Boris Johnson has yet again been criticised after comments were unearthed where he claimed that children in low-income families with working mothers were more likely to ‘mug you on the street corner’.
In the 2006 book Have I Got Views For You, written before Johnson became mayor of London, Johnson said that women had been “socially gestapoed into the workplace”.
He wrote: “In the last 30 years an ever-growing proportion of British women have been ‘incentivised’ or socially gestapoed into the workplace, on what seems to me to be the dubious assumption that the harder a woman works the happier she will be, when I am not sure that is true of women or anyone else”.
Johnson said that female graduates were increasingly pairing up with male graduates, which he called “assortative mating”, when they go on to pool their advantages.
He continued: “The result is that in families on lower incomes the women have absolutely no choice but to work, often with adverse consequences for family life and society as a whole – in that unloved and undisciplined children are more likely to become hoodies, NEETs [not in education, employment or training] and mug you on the street corner.”

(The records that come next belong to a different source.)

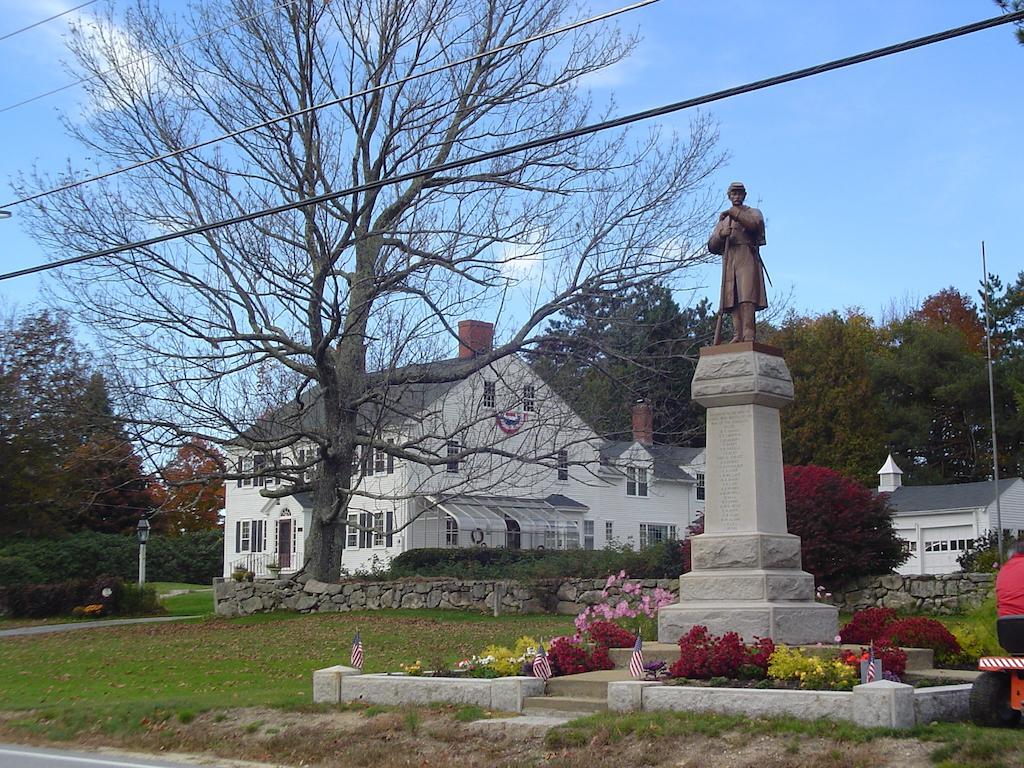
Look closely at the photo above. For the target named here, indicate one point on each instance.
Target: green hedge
(660, 561)
(64, 598)
(193, 558)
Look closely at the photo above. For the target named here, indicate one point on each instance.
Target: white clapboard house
(938, 523)
(578, 491)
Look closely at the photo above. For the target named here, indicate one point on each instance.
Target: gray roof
(306, 413)
(909, 499)
(667, 458)
(563, 502)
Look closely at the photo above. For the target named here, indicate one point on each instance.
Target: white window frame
(453, 450)
(352, 535)
(529, 398)
(667, 532)
(588, 535)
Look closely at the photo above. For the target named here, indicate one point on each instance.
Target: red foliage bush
(567, 657)
(702, 655)
(867, 626)
(610, 635)
(845, 529)
(921, 632)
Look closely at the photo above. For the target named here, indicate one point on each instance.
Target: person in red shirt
(1010, 584)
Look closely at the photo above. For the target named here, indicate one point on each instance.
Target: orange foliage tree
(950, 308)
(194, 493)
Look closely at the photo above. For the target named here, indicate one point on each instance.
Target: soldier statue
(737, 239)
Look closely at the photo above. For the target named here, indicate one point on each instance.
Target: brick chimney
(643, 423)
(475, 338)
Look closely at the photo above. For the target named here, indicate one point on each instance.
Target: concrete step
(581, 705)
(586, 685)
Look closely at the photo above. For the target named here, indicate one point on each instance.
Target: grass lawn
(230, 686)
(197, 599)
(266, 659)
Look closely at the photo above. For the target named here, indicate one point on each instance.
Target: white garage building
(938, 523)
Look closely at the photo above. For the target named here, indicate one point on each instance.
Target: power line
(539, 142)
(332, 102)
(139, 59)
(44, 20)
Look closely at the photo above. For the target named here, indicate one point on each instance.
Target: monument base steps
(793, 624)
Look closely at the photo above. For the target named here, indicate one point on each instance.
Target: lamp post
(143, 537)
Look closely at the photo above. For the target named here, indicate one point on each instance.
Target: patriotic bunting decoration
(510, 421)
(356, 659)
(636, 658)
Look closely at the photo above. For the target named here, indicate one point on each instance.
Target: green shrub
(17, 570)
(135, 601)
(663, 560)
(44, 600)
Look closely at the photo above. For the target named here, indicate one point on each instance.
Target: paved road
(47, 628)
(14, 756)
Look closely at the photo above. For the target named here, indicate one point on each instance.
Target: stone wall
(926, 594)
(561, 596)
(944, 594)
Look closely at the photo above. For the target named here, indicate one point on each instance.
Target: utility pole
(991, 407)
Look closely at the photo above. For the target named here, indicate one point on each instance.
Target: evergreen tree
(612, 350)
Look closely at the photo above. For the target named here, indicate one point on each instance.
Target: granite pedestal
(747, 574)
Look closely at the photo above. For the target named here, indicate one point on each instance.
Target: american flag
(357, 651)
(542, 668)
(636, 658)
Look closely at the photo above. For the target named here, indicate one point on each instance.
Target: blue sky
(878, 182)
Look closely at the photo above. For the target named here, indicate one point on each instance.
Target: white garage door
(943, 546)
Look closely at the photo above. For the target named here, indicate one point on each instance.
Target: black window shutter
(365, 540)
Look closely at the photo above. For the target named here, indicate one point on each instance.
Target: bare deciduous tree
(338, 308)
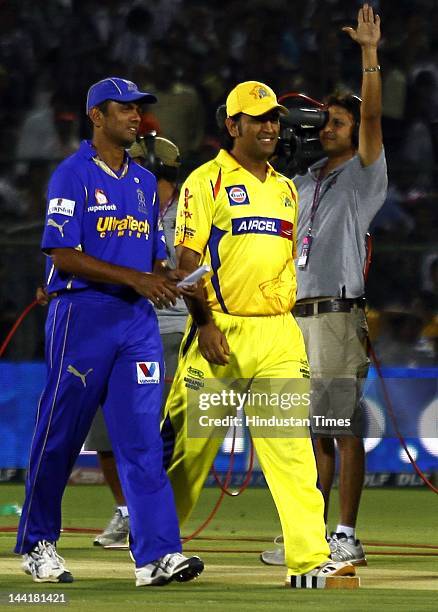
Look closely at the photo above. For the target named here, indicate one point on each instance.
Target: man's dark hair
(352, 104)
(226, 140)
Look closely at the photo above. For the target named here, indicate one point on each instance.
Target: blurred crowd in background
(190, 53)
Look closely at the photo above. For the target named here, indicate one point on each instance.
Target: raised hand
(213, 344)
(367, 33)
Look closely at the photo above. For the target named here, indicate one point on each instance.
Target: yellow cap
(252, 98)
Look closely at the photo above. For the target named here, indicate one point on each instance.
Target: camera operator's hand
(367, 33)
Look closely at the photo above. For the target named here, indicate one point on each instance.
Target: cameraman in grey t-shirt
(338, 197)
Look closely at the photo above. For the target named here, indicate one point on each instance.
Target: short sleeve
(194, 215)
(160, 251)
(66, 198)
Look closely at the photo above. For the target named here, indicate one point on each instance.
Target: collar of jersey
(229, 163)
(88, 150)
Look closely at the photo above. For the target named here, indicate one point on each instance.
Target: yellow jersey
(245, 229)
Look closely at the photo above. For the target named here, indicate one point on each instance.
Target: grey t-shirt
(171, 320)
(349, 198)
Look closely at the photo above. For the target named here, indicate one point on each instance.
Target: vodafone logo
(237, 195)
(148, 372)
(100, 197)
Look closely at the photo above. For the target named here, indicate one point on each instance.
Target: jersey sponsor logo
(101, 207)
(287, 201)
(59, 226)
(128, 225)
(148, 372)
(100, 196)
(141, 201)
(61, 206)
(262, 225)
(237, 195)
(72, 370)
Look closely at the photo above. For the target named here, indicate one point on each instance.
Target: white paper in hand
(194, 276)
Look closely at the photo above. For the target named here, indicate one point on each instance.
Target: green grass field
(402, 578)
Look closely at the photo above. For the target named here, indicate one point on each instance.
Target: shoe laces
(116, 523)
(46, 551)
(170, 561)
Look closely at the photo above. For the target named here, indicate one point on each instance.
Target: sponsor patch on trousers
(148, 372)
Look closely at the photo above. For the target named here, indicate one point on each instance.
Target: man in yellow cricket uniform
(237, 214)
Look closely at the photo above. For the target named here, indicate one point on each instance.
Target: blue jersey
(113, 217)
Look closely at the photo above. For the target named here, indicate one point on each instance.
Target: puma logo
(75, 372)
(59, 227)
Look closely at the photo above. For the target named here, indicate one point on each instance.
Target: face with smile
(255, 137)
(336, 136)
(119, 123)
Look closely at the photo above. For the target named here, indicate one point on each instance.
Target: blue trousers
(102, 350)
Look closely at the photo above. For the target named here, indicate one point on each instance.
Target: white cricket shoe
(173, 566)
(316, 578)
(45, 565)
(346, 548)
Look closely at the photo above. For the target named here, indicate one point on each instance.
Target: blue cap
(119, 90)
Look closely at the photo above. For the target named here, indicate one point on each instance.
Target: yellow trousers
(266, 348)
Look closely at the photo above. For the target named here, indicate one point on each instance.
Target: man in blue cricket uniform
(106, 264)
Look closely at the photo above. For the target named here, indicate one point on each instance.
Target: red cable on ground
(16, 325)
(221, 496)
(223, 487)
(394, 422)
(246, 481)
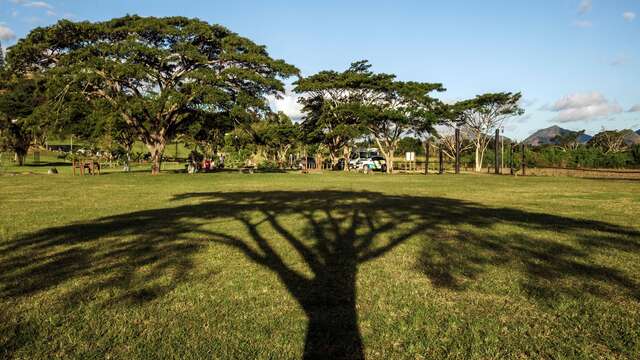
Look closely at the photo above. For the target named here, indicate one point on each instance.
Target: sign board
(410, 156)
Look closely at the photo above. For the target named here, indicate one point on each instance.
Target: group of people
(205, 165)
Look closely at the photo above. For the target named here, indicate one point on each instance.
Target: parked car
(374, 163)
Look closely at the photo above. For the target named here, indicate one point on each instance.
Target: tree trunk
(390, 155)
(345, 155)
(334, 161)
(156, 148)
(20, 156)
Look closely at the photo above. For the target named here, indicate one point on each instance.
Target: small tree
(278, 135)
(482, 115)
(19, 101)
(159, 74)
(448, 141)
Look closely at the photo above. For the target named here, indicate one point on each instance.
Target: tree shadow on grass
(142, 255)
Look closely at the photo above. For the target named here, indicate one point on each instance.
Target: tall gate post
(441, 159)
(495, 150)
(511, 159)
(524, 164)
(427, 145)
(457, 150)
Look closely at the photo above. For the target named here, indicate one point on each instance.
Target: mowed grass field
(285, 266)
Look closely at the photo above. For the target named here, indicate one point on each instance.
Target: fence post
(441, 159)
(524, 165)
(495, 150)
(427, 145)
(511, 162)
(457, 150)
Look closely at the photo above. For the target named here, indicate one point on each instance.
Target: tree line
(158, 80)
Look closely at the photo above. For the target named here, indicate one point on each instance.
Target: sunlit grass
(199, 266)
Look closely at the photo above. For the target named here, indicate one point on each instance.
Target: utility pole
(502, 150)
(427, 145)
(524, 165)
(441, 160)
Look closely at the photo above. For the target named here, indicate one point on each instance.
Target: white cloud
(583, 23)
(288, 105)
(620, 60)
(629, 16)
(583, 107)
(38, 5)
(6, 33)
(585, 6)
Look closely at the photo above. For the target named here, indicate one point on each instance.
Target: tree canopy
(159, 74)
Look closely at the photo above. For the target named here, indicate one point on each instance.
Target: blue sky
(575, 61)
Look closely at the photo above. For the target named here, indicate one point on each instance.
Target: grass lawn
(332, 265)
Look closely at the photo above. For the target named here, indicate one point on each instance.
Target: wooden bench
(92, 166)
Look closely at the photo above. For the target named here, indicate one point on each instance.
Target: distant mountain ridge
(546, 136)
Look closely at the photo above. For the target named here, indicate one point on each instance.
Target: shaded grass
(286, 265)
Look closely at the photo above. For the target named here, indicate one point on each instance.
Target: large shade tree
(400, 108)
(329, 99)
(159, 74)
(359, 101)
(482, 115)
(20, 101)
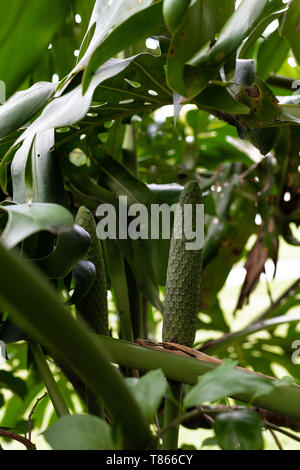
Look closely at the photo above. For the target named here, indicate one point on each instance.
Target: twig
(282, 431)
(16, 437)
(31, 414)
(277, 441)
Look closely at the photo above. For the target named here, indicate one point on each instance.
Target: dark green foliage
(183, 279)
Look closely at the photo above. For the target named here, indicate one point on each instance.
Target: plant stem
(38, 311)
(11, 435)
(172, 412)
(282, 431)
(49, 381)
(183, 369)
(281, 82)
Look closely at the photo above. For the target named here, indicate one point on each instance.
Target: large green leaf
(71, 107)
(124, 25)
(12, 383)
(174, 11)
(22, 106)
(267, 61)
(26, 219)
(35, 171)
(226, 381)
(79, 432)
(202, 20)
(291, 28)
(38, 311)
(70, 249)
(149, 392)
(29, 28)
(239, 430)
(206, 63)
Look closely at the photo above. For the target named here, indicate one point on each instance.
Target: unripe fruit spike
(183, 279)
(93, 307)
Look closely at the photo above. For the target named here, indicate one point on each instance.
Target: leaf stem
(49, 381)
(172, 416)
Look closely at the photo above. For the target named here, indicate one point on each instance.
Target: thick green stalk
(172, 411)
(183, 275)
(49, 381)
(182, 297)
(34, 306)
(283, 400)
(120, 287)
(93, 307)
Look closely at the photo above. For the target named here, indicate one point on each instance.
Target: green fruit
(93, 307)
(183, 280)
(173, 11)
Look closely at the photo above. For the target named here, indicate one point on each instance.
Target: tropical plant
(141, 98)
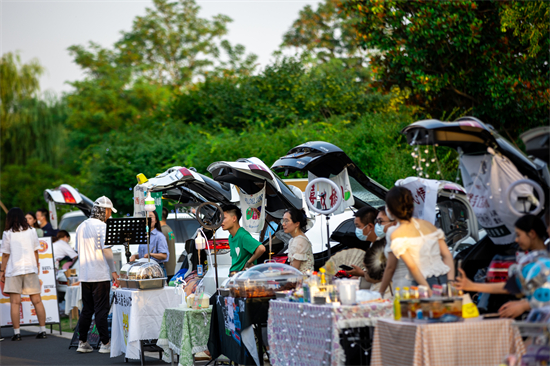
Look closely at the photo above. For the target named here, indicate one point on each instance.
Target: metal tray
(143, 284)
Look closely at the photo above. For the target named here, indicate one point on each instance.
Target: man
(170, 266)
(96, 268)
(244, 249)
(42, 217)
(364, 230)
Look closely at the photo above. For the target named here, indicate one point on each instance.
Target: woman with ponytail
(300, 253)
(418, 242)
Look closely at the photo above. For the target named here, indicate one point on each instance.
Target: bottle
(323, 279)
(396, 305)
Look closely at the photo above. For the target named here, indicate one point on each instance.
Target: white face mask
(390, 216)
(379, 231)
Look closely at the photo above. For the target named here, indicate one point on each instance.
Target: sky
(44, 29)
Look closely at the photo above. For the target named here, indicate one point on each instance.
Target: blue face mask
(379, 231)
(360, 235)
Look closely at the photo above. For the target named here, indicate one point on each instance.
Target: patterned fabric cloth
(305, 334)
(477, 343)
(185, 331)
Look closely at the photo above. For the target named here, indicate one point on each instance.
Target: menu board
(46, 274)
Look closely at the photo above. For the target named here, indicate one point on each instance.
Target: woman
(530, 236)
(396, 272)
(417, 242)
(157, 244)
(300, 253)
(61, 247)
(33, 222)
(19, 270)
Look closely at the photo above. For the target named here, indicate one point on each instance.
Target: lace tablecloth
(478, 343)
(137, 315)
(185, 331)
(305, 334)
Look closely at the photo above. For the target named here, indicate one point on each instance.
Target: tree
(455, 55)
(18, 82)
(326, 32)
(529, 21)
(164, 53)
(31, 127)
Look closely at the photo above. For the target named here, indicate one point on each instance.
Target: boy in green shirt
(244, 249)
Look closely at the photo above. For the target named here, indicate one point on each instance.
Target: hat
(104, 202)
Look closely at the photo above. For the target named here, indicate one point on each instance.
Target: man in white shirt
(61, 247)
(96, 268)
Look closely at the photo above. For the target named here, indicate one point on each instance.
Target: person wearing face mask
(31, 220)
(530, 236)
(364, 230)
(42, 216)
(61, 247)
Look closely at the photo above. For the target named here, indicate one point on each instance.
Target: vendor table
(186, 332)
(470, 343)
(137, 316)
(306, 334)
(234, 321)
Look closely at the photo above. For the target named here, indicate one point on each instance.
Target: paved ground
(55, 351)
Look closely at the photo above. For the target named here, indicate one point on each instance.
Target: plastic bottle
(397, 305)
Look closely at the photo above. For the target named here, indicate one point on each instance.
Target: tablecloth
(137, 315)
(306, 334)
(73, 298)
(185, 331)
(475, 343)
(231, 331)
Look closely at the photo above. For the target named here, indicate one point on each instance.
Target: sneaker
(84, 347)
(105, 348)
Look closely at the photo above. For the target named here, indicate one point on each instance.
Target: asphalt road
(55, 351)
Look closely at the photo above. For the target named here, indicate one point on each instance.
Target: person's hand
(356, 271)
(513, 309)
(115, 278)
(462, 282)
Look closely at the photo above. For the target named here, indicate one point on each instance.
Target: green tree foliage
(454, 54)
(285, 92)
(529, 21)
(327, 33)
(31, 127)
(165, 52)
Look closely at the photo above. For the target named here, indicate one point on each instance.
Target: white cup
(347, 290)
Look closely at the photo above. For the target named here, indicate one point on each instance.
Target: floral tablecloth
(185, 331)
(475, 343)
(306, 334)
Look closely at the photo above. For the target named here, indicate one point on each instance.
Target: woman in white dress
(300, 253)
(417, 242)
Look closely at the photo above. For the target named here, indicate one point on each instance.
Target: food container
(264, 280)
(347, 290)
(142, 275)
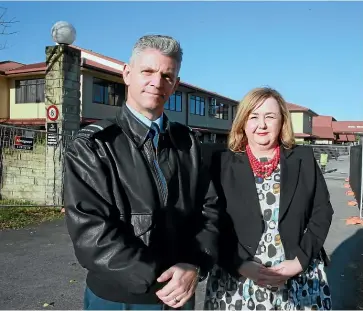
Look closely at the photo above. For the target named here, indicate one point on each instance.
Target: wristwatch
(201, 275)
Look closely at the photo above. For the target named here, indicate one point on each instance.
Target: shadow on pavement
(345, 273)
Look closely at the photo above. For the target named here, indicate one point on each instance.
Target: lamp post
(62, 103)
(63, 33)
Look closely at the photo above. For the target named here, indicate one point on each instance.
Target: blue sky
(312, 52)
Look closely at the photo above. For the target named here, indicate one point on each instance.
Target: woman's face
(264, 125)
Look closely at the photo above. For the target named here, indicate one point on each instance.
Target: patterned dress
(308, 291)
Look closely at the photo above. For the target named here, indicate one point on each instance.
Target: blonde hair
(237, 139)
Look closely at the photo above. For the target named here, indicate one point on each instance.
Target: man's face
(151, 78)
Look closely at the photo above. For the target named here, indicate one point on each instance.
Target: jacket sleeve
(102, 241)
(319, 223)
(207, 202)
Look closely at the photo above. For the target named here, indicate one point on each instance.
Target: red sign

Labour criticised the remarks, the latest in a string of unearthed comments, which they say shows how “out of touch he is”.
Angela Rayner, a working mother and the shadow education secretary, said: “It is obvious that Boris Johnson has nothing but contempt for women and working-class people.
“For him to speak about us in such a disgusting manner shows just how out of touch he is. It is clear he only ever stands up for the privileged few.”
Last week Johnson refused to apologise for misogynist and sexist comments made about single mothers.
He said in a Spectator column in 1995 that the children of single mothers were “ill-raised, ignorant, aggressive and illegitimate … who in theory will be paying for our pensions”.